Facts About Your Eyes| Your Eyes Could be all Yu Need

This is simply amazing!
Bless Your Eyes

Your eyes are blessed openings,
Taking in whatever Light brings,
Treat eyes kindly, feed them well,
They excitedly glisten and lovingly swell.
Show them the worst all over again,
They shrink into hollows of mortal skin.
Bathe you eyes in images Divine,
All Heaven unfolds, the opposites combine.
Your eyes become temple domes for the Pleiades,
Crystalline mandalas inhabited by Deities.
Blessing every moment you see,
As glimpses of eternity.

Our ability to "see" starts when light reflects off an object at which we are looking and enters the eye. As it enters the eye, the light is unfocused. The first step in seeing is to focus the light rays onto the retina, which is the light sensitive layer found inside the eye. Once the light is focused, it stimulates cells to send millions of electrochemical impulses along the optic nerve to the brain. The portion of the brain at the back of the head (the visual cortex) interprets the impulses, enabling us to see the object.

Light, refraction and its importance.

Light entering the eye is first bent, or refracted, by the cornea -- the clear window on the outer front surface of the eyeball. The cornea provides most of the eye's optical power or light-bending ability.

After the light passes through the cornea, it is bent again -- to a more finely adjusted focus -- by the crystalline lens inside the eye. The lens focuses the light on the retina.
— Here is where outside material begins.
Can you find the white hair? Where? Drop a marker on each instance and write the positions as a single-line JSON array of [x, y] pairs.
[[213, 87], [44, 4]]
This is achieved by the ciliary muscles in the eye changing the shape of the lens, bending or flattening it to focus the light rays on the retina.

This adjustment in the lens, known as accommodation, is necessary for bringing near and far objects into focus. The process of bending light to produce a focused image on the retina is called "refraction". Ideally, the light is "refracted," or redirected, in such a manner that the rays are focused into a precise image on the retina.